For three years, the Wake Forest LEAP Internship Program has been grooming Winston-Salem Forsyth County high school students for careers in STEM disciplines through hands-on laboratory experience while also enhancing their academic and professional acumen. As the program continues to grow, it aims to cultivate the education-career pathways of underrepresented students interested in STEM professions.

This summer, 23 students – nearly double the program’s initial capacity – were assigned to one of WFU host labs in the Biology, Chemistry, Computer Science, Health and Exercise Science, and Physics departments. Along with WFU lab faculty, LEAP program mentors – other faculty, graduates, and undergraduates – assisted students relative to lab etiquette and research foundations while supporting them through a research project over six weeks. ZSR librarians have the privilege of meeting LEAP students each year for library tours and instructional sessions.

ZSR Instruction

On Monday, June 17th, Rebecca led LEAP students on a campus and ZSR tour. Rebecca met them in the Pit and began a hot but brisk walk around campus pointing out science buildings along with other campus highlights available to them during their internship. In ZSR, Rebecca pointed out spaces and places that would be helpful to their internship while gaining a sense of belonging on campus and in the library. The tour rounded off in Special Collections & Archives allowing them to see some of our historic STEM-based collections. It was great to cover so much literal ground with the LEAPers and seeing them use the library during their internship.

Colleen and Denice then facilitated a 2-hour instructional session on Tuesday, July 2nd. Colleen’s goal was to help students learn how to develop a research question and then translate that question into a search string. She focused on Boolean operators and search tools available on the ZSR website and in the Web of Science collection of databases. Colleen integrated interactive activities where students immediately practiced the knowledge she conveyed based on their research topic. Denice wanted to ensure students knew how to fine tune their search strategy by supporting them through selecting appropriate databases. In addition, Denice reviewed other websites outside of databases such as lens.org ResearchRabbit WorldCat, and Google Books leading them through an exercise in selecting the appropriate option according to their project. Lastly, where would a library session be without an AI discussion – and one led by Denice?! Denice gave an overview of scite.ai available through ZSR’s site license and other free AI tools.

LEAP Symposium

On Friday, July 26, the LEAP Symposium offered a platform for students to present their projects to family, peers, and mentors. Project content ranged from marine water viral activity and implications to carbon dots in lime peels and pulp to the functional diversity of ribosomal protein paralogs.

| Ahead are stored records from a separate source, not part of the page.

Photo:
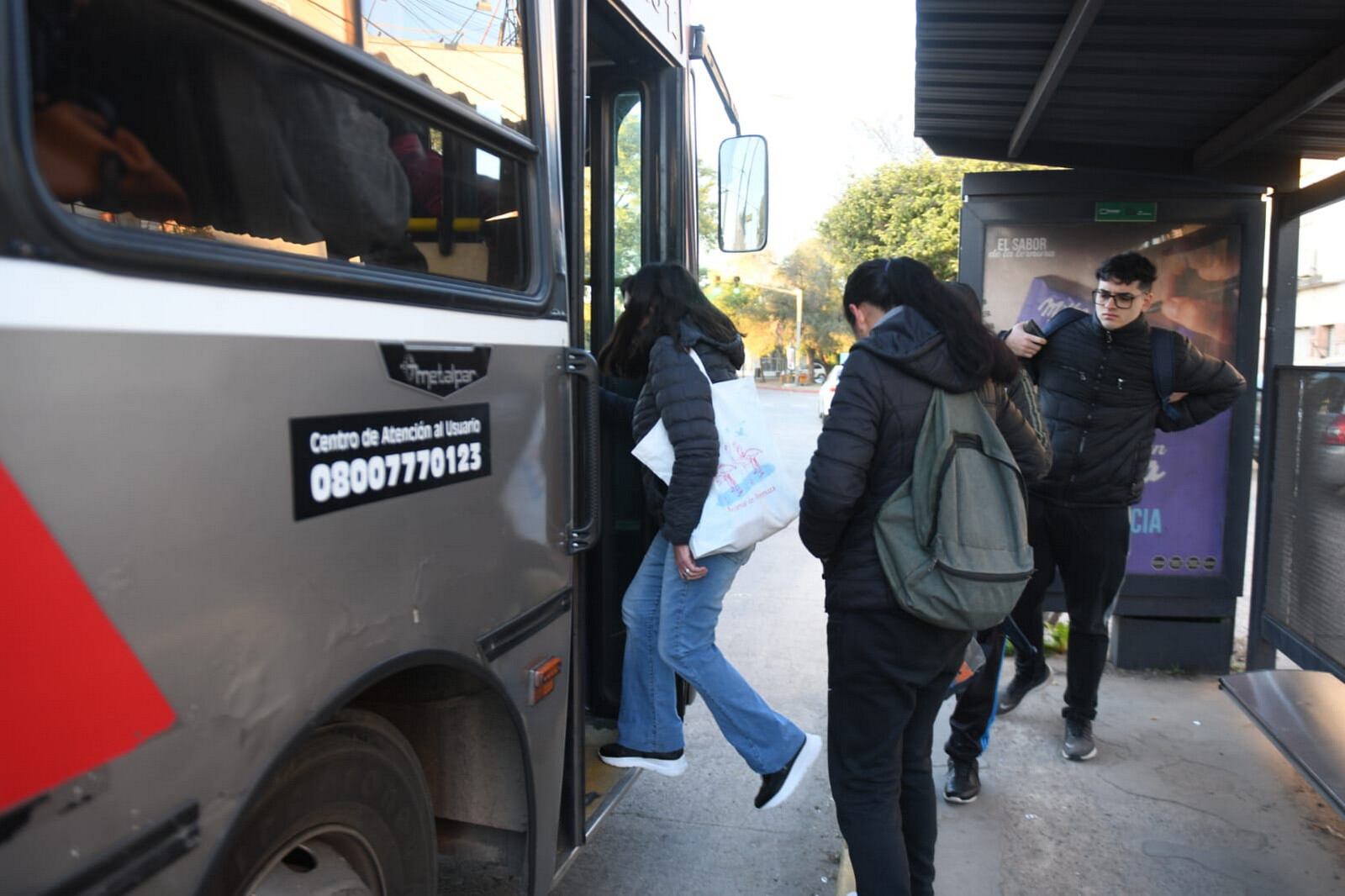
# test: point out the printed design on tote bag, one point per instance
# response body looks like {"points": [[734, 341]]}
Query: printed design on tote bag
{"points": [[740, 470]]}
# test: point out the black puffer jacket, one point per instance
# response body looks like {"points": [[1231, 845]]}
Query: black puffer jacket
{"points": [[1100, 403], [867, 451], [679, 393]]}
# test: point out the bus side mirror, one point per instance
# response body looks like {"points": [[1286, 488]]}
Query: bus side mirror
{"points": [[743, 194]]}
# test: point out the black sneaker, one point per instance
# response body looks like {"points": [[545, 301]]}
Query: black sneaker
{"points": [[670, 763], [963, 781], [1021, 687], [1079, 744], [778, 786]]}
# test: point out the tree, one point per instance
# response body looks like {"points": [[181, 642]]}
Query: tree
{"points": [[903, 208], [811, 268]]}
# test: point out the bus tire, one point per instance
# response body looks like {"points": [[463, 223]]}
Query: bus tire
{"points": [[349, 811]]}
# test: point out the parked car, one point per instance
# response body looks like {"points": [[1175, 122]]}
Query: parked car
{"points": [[1325, 398], [829, 387]]}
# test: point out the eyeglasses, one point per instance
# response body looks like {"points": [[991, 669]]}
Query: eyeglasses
{"points": [[1122, 299]]}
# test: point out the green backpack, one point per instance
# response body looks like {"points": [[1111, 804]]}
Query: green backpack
{"points": [[954, 537]]}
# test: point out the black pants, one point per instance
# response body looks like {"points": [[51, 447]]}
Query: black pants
{"points": [[1089, 546], [975, 709], [887, 683]]}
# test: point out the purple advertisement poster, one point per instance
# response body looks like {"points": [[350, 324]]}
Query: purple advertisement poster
{"points": [[1033, 271]]}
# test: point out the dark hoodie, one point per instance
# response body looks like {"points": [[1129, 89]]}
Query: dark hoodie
{"points": [[679, 393], [867, 451]]}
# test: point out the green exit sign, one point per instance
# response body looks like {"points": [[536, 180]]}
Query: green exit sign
{"points": [[1126, 212]]}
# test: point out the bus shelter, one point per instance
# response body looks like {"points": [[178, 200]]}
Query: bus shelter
{"points": [[1157, 104]]}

Each student gave a short introduction about themselves and their project while welcoming the audience to visit their poster and demonstrations afterwards. The gratitude was flowing from each intern towards the program and their mentors and peers as well as evidence of the auspicious traits of self-awareness and efficacy in young adults.

Alana James, Wake Downtown director, along with the other LEAP coordinators and mentors deserve a big round of applause for this program’s continued success and the level of commitment and engagement with these rising researchers in STEM fields.